Irrelevant Characteristics

Date March 21, 2007 Posted by Amy Hall

The following is an argument against slavery given in a sermon by Jonathan Edwards, Jr. in 1791:

Should we be willing, that the Africans or any other nation should purchase us, our wives and children, transport us into Africa and there sell us into perpetual and absolute slavery?  Should we be willing that they by large bribes and offers of a gainful traffic should entice our neighbors to kidnap and sell us to them, and that they should hold, in perpetual and cruel bondage, not only ourselves, but our posterity through all generations?  Yet why is it not as right for them to treat us in this manner, as it for us to treat them in the same manner?  Their colour indeed is different from ours.  But does this give us the right to enslave them?  The nations of Germany to Guinea have complexions of every shade from the fairest white, to the jetty black:  and if a black complexion subject a nation or an individual to slavery; where shall slavery begin?  Or where shall it end? 

 

(Quoted in A God Entranced Vision of All Things, p. 158.  You can read the entire sermon, Injustice and Impolicy of the Slave Trade and of the Slavery of Africans, here.)
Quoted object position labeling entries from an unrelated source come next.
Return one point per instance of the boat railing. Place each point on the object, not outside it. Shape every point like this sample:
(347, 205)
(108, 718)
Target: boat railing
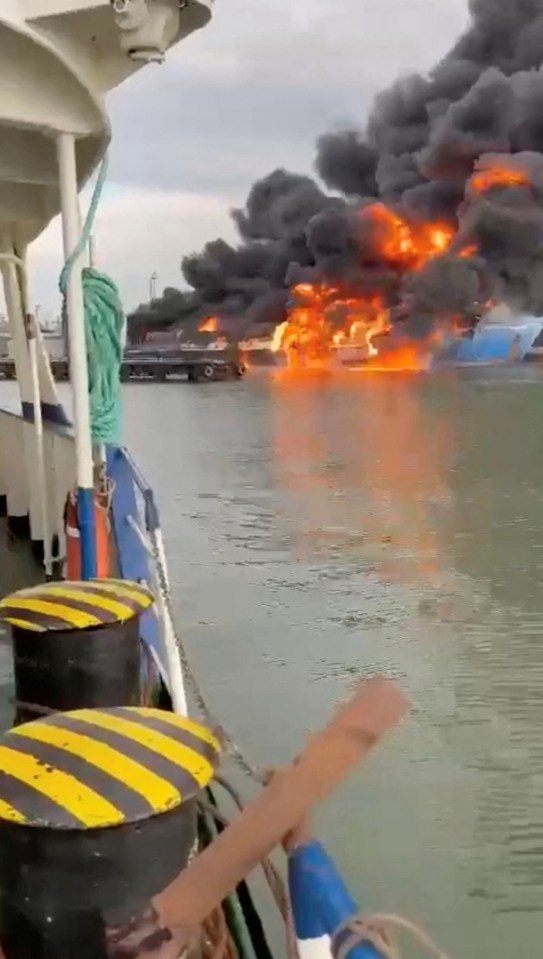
(138, 545)
(141, 557)
(21, 495)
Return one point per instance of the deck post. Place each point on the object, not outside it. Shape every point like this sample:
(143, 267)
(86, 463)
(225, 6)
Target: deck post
(71, 231)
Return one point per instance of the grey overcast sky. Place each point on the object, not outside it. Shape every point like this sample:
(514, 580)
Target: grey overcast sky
(250, 92)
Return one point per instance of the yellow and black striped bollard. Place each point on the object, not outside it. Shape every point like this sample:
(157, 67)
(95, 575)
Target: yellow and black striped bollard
(97, 816)
(76, 644)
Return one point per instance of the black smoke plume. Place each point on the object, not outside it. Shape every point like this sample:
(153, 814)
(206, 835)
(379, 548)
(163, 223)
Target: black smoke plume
(424, 138)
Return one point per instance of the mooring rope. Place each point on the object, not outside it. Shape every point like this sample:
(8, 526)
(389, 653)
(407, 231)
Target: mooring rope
(105, 331)
(378, 930)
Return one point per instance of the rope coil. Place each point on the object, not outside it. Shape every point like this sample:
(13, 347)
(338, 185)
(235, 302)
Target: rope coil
(105, 331)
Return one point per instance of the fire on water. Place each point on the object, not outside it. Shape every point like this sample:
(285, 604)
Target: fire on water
(327, 324)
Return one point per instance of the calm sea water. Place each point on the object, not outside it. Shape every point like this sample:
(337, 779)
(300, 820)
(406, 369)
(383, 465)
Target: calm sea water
(322, 530)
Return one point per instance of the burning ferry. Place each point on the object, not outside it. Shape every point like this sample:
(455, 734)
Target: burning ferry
(409, 294)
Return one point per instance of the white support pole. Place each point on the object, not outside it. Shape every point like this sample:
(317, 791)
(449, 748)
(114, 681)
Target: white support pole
(71, 233)
(31, 323)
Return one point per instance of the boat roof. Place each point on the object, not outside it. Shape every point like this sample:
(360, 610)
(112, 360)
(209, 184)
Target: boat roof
(58, 59)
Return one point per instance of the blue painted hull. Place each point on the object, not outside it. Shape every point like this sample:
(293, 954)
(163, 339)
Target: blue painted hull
(492, 344)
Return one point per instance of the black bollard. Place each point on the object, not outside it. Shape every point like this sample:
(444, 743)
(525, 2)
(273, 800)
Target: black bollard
(75, 644)
(97, 816)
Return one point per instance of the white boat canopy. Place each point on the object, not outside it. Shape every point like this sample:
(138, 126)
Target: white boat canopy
(74, 52)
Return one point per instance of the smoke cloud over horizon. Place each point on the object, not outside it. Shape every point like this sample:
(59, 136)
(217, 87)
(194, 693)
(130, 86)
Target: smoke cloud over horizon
(429, 154)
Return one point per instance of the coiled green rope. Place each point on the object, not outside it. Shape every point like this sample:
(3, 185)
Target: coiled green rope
(105, 332)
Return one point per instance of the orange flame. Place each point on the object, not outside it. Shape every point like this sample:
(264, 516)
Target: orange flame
(498, 176)
(209, 325)
(409, 245)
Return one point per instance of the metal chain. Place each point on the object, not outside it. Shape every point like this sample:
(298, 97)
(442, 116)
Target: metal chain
(231, 748)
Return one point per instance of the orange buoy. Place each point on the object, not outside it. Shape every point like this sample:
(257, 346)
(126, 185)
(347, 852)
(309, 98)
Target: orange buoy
(73, 537)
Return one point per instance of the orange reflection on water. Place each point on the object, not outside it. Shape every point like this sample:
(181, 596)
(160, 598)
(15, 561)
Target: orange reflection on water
(363, 464)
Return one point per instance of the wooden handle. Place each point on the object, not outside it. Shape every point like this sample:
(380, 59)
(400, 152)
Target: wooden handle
(329, 756)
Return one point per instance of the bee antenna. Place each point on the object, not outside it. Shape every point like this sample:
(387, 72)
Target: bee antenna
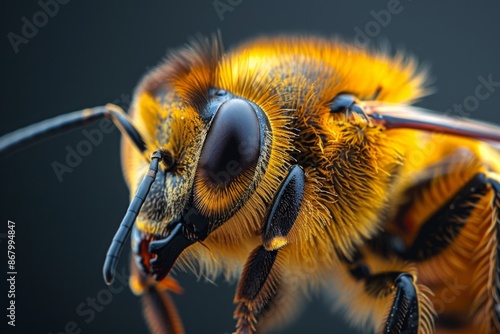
(128, 221)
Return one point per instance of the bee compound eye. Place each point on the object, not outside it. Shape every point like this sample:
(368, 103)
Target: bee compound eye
(232, 145)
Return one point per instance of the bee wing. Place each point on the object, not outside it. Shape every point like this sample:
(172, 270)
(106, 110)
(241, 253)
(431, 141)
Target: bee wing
(396, 116)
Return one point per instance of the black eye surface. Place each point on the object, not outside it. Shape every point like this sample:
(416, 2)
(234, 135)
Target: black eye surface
(232, 145)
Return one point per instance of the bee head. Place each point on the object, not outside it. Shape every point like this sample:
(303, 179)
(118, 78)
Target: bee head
(214, 146)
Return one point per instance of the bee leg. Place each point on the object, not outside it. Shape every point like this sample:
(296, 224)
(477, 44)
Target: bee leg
(159, 309)
(403, 316)
(256, 288)
(263, 271)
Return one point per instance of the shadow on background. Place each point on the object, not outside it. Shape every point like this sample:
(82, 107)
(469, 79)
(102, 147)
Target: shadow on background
(90, 53)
Edwards does an excellent job here of showing that the color of your skin is irrelevant to your personhood.  Choosing the point on the scale of colors after which a person would lose his rights as a human being would be a completely subjective and arbitrary enterprise.  Would someone on the other side of that arbitrary line suddenly become a non-human without rights?  Why?  If the characteristic of color is truly relevant, then anyone with lighter skin is more deserving of rights than someone with darker skin.  Am I more human than someone with a tan?  The notion is ridiculous.

In the same way, those who advocate abortion rights often cite similar irrelevant characteristics such as size (the fetus is so small!) or level of development (the fetus can’t do everything I can!) to disqualify the unborn child as deserving of rights.  (I’m indebted to STR for their clarification of this in the SLED Test.)  But if those characteristics were relevant to our rights and humanness, why should the line be arbitrarily drawn at birth?  If they’re relevant, then Andrew Jones (“Tall Skinny Kiwi“) should have more rights than I, and I should have more rights than a young child who has not yet learned to walk.

The truth is that, as with slavery, our culture is defensively protecting its sin with some very weak arguments about irrelevant characteristics.